In a paper published in the Online First edition of the journal Oecologia, researchers at UGA have shown that although nutrient enrichment led to increased production of aquatic insects, streamside predators that depend upon them as a food source did not benefit. In fact, they received significantly less nutrition from aquatic sources than did their counterparts at a similar untreated stream nearby.
The study grew out of a five-year experiment led by Amy Rosemond, an associate professor in the Odum School of Ecology, at the Coweeta Hydrological Laboratory in North Carolina. Rosemond and her colleagues selected two streams with similar characteristics and for five years continuously added nitrogen and phosphorus to one of them.
“Nutrient enrichment is the most ubiquitous threat to stream ecosystems,” said Rosemond, explaining that land uses such as development and agriculture often inadvertently introduce nutrients to streams through storm water runoff. “It’s critical that we learn all we can about how ecosystems respond.”
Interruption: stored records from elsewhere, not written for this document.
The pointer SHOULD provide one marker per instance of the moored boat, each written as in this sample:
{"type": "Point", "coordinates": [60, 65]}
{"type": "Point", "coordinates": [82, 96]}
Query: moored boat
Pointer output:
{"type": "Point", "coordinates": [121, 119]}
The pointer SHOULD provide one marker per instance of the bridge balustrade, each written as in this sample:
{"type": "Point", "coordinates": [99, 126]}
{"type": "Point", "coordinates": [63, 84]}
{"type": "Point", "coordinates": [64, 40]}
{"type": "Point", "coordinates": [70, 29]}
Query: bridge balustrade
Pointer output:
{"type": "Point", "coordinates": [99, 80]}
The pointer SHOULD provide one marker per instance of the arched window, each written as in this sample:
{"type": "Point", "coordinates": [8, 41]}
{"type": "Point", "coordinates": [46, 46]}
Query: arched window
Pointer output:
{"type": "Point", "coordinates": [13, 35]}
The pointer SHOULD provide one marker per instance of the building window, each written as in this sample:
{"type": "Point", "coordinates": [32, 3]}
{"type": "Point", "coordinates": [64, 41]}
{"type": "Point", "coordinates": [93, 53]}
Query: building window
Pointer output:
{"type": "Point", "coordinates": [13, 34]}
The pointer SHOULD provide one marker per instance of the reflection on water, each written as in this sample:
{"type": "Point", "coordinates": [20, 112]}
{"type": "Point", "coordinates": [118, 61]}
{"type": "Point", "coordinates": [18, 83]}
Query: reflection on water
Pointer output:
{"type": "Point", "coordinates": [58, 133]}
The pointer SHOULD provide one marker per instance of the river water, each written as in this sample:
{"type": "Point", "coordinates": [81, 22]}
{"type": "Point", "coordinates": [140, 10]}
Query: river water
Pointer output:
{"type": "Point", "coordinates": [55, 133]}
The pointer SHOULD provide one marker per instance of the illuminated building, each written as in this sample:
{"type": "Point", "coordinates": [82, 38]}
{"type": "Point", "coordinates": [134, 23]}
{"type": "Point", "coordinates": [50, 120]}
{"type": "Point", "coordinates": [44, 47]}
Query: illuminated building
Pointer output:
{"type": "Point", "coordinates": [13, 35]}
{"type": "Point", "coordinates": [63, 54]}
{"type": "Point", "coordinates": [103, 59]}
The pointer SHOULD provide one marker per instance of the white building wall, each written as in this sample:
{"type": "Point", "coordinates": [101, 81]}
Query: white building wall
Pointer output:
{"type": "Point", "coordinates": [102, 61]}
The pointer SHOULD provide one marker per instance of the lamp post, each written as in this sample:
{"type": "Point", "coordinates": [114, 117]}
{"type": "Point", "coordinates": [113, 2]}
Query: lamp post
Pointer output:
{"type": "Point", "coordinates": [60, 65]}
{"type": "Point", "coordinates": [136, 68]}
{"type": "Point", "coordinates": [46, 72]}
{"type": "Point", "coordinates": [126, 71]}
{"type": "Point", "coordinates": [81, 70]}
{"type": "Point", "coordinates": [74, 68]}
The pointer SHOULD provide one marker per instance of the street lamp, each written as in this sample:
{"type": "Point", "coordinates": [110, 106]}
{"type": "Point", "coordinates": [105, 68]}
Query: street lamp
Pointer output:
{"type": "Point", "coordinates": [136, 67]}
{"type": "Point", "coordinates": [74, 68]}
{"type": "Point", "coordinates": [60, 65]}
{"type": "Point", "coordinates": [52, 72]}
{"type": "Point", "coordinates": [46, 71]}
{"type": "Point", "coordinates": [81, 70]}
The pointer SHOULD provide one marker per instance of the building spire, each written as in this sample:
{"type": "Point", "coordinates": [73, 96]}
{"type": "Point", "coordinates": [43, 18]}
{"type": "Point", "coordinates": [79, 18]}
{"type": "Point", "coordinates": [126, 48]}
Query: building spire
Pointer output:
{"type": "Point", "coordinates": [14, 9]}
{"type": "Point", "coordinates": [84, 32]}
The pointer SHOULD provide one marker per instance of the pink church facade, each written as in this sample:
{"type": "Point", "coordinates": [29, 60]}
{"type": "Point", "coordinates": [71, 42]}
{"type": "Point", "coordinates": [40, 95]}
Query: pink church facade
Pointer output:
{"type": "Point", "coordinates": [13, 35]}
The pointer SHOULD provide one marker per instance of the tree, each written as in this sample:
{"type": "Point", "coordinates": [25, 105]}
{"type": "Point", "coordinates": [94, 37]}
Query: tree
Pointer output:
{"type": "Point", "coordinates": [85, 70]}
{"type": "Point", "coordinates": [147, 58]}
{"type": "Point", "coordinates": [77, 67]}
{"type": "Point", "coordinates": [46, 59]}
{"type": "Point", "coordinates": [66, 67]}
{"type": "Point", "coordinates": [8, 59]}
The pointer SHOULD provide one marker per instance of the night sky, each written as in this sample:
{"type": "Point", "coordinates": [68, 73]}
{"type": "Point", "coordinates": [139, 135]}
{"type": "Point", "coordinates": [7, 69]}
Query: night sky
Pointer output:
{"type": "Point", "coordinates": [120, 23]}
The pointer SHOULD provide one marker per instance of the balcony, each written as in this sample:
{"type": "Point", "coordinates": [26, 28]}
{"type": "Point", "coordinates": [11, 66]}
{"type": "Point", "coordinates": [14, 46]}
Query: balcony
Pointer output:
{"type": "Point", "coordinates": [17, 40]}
Lead author John Davis, who received his Ph.D. from the ecology school in 2009 and is currently a postdoctoral researcher at Idaho State University, had found in an earlier study that many aquatic insects living in the treated stream became more productive under the influence of the added nutrients. Larger-bodied insects, in particular, thrived, growing to their maximum size and becoming the most populous of the stream’s insects.
The earlier study showed that in-stream predators were generally unable to consume these larger insects. The researchers predicted that terrestrial predators such as spiders would be able to take advantage of this increased source of nutrition. Certain spiders rely heavily on aquatic insects for food, and the team expected that their numbers would increase with access to more prey.
The team sampled for aquatic insects and spiders in the late spring. They analyzed for population abundance, size and source of nutrition. To determine how much of the spiders’ diet was from aquatic sources, the researchers had added a stable isotope tracer to both the treated and reference streams, allowing them to track the spiders’ sources of nitrogen.
“We didn’t expect what we found,” said Rosemond.
Most spiders—even those that specialize in preying on stream insects—were receiving less nutrition from aquatic sources at the enriched stream than were those at the untreated stream. And rather than increasing, populations of spiders were the same or smaller at the treated stream than at the reference stream.
The researchers suspect that, as with in-stream predators, the physical characteristics of aquatic insects were a problem for the spiders. The most abundant of the insects in the treated stream were large bodied and therefore difficult for the spiders to consume. They also had wing hairs that made them better able to escape being caught in spiders’ webs. Spiders were not able to take advantage of the increased availability of nutrients because it was not in a form that was easily accessible to them.
The study’s other co-author was Gaston “Chip” Small, who received his Ph.D. from the Odum School in 2010 and is now a postdoctoral associate at the University of Minnesota.